Phlebotomus sp 01.jpg
A male Phlebotomus fly
Scientific classification
Kingdom: Animalia
Phylum: Arthropoda
Class: Insecta
Order: Diptera
Family: Psychodidae
Subfamily: Phlebotominae
Genus: Phlebotomus
Loew 1845

P. alexandri
P. ariasi
P. azizi
P. balcanicus
P. brevis
P. chabaudi
P. kyreniae
P. langeroni
P. longicuspis
P. longiductus
P. major
P. mascittii
P. papatasi
P. perfiliewi
P. perniciosus
P. riouxi
P. sergenti
P. simici
P. tobbi

Phlebotomus is a genus of "sand flies" in the Diptera family Psychodidae. In the past, they have sometimes been considered to belong in a separate family, Phlebotomidae, but this alternative classification has not gained wide acceptance.[1]


Cutaneous leishmaniasis, a disease transmitted by Phlebotomus, in Nrth Africa; Leishmania infantum = green, Leishmania major = blue, Leishmania tropica = red[2]

In the Old World, Phlebotomus sand flies are primarily responsible for the transmission of leishmaniasis,[2] an important parasitic disease, while transmission in the New World, is generally via sand flies of the genus Lutzomyia.[3] The protozoan parasite itself is a species of the genus Leishmania. Leishmaniasis normally finds a mammalian reservoir in rodents and other small animals such as canids (canine leishmaniasis) and hyraxes. The female sand fly carries the Leishmania protozoa from infected animals after feeding, thus transmitting the disease, while the male feeds on plant nectar.

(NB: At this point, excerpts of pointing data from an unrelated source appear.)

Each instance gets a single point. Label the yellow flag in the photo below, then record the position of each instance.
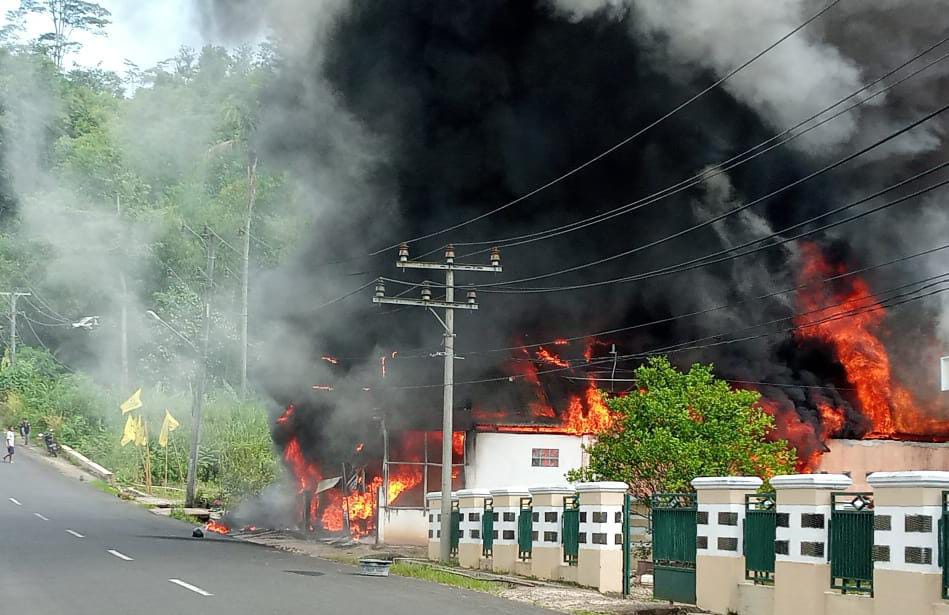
(167, 426)
(130, 432)
(141, 436)
(132, 403)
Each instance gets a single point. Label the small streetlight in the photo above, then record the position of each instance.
(87, 322)
(178, 333)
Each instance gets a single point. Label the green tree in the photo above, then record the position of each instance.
(67, 16)
(681, 425)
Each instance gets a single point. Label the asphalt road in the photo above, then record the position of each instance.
(68, 548)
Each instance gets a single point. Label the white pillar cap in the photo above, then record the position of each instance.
(511, 491)
(811, 481)
(474, 493)
(909, 479)
(552, 490)
(603, 487)
(738, 483)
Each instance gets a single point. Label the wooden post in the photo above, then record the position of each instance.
(148, 462)
(345, 490)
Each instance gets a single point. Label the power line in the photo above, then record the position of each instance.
(718, 169)
(730, 380)
(882, 304)
(45, 304)
(620, 144)
(639, 356)
(715, 308)
(45, 324)
(60, 321)
(730, 253)
(735, 210)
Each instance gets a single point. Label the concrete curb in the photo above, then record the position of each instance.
(88, 465)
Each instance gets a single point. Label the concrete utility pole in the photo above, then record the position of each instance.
(202, 372)
(245, 271)
(123, 315)
(13, 297)
(449, 305)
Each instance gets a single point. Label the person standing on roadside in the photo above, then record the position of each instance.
(11, 441)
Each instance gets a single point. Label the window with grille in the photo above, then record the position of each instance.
(545, 457)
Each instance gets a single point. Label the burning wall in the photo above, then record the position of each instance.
(401, 122)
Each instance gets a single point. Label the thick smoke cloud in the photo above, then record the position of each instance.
(402, 119)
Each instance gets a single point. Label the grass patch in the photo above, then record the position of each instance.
(181, 515)
(104, 487)
(443, 577)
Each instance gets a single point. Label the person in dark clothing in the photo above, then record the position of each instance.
(10, 438)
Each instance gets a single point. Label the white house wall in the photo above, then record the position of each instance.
(499, 460)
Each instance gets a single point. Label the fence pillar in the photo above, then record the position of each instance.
(907, 577)
(600, 557)
(506, 506)
(546, 549)
(719, 558)
(801, 569)
(470, 507)
(433, 504)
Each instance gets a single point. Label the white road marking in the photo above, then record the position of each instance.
(193, 588)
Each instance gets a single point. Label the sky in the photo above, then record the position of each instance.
(143, 31)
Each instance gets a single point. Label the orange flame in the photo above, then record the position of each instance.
(548, 357)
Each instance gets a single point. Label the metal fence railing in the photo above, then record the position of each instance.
(759, 535)
(455, 527)
(571, 529)
(674, 534)
(525, 529)
(850, 547)
(944, 544)
(487, 528)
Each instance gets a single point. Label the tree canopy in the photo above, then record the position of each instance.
(682, 425)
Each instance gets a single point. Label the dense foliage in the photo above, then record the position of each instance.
(681, 425)
(112, 187)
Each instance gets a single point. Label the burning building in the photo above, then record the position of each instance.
(404, 122)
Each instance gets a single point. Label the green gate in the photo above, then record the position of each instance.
(487, 528)
(759, 534)
(455, 527)
(634, 518)
(944, 544)
(525, 529)
(673, 546)
(571, 529)
(851, 542)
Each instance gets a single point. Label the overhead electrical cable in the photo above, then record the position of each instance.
(710, 172)
(642, 355)
(728, 255)
(717, 308)
(621, 143)
(829, 167)
(878, 305)
(730, 252)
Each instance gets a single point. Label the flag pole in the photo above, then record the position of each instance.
(148, 460)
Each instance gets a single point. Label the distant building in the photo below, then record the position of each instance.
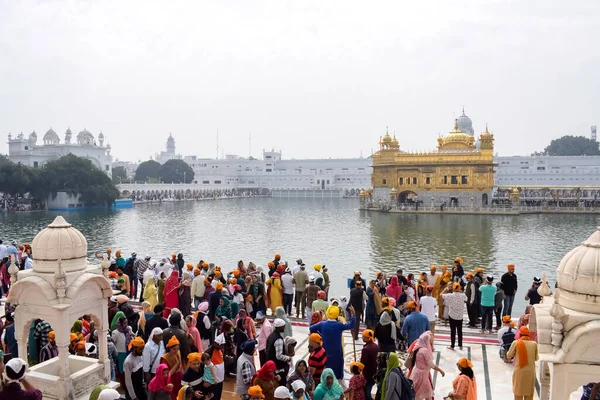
(130, 167)
(27, 151)
(458, 172)
(273, 172)
(547, 171)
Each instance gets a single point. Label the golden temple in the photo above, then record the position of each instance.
(459, 172)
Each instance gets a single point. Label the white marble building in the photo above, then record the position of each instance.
(28, 151)
(273, 172)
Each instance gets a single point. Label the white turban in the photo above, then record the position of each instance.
(298, 384)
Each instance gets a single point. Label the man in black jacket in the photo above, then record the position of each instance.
(157, 321)
(174, 329)
(509, 284)
(276, 351)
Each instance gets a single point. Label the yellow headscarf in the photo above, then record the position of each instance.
(181, 394)
(333, 312)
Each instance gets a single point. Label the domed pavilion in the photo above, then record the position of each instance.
(60, 288)
(568, 324)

Phlebotomus species are also vectors for bartonellosis, verruga peruana, and pappataci fever, an arboviral disease caused by sandfly fever viruses such as the Naples and Sicilian strains of the genus Phlebovirus (family Bunyaviridae), which also includes the closely related Toscana virus.[4][5] In Egypt, two species of medical importance are Phlebotomus papatasii and P. langerni. These flies are short-lived. Females are bloodsuckers at night; males feed on plant juices. Adults are poor fliers, they usually hop for short distances.


Adults are about 1.5–3.0 mm long and yellowish in colour, with conspicuous black eyes, and hairy bodies, wings, and legs. The oval lanceolate wings are carried erect on the humped thorax. Males possess long prominent genital terminalia known as claspers. Females have a pair of anal recti.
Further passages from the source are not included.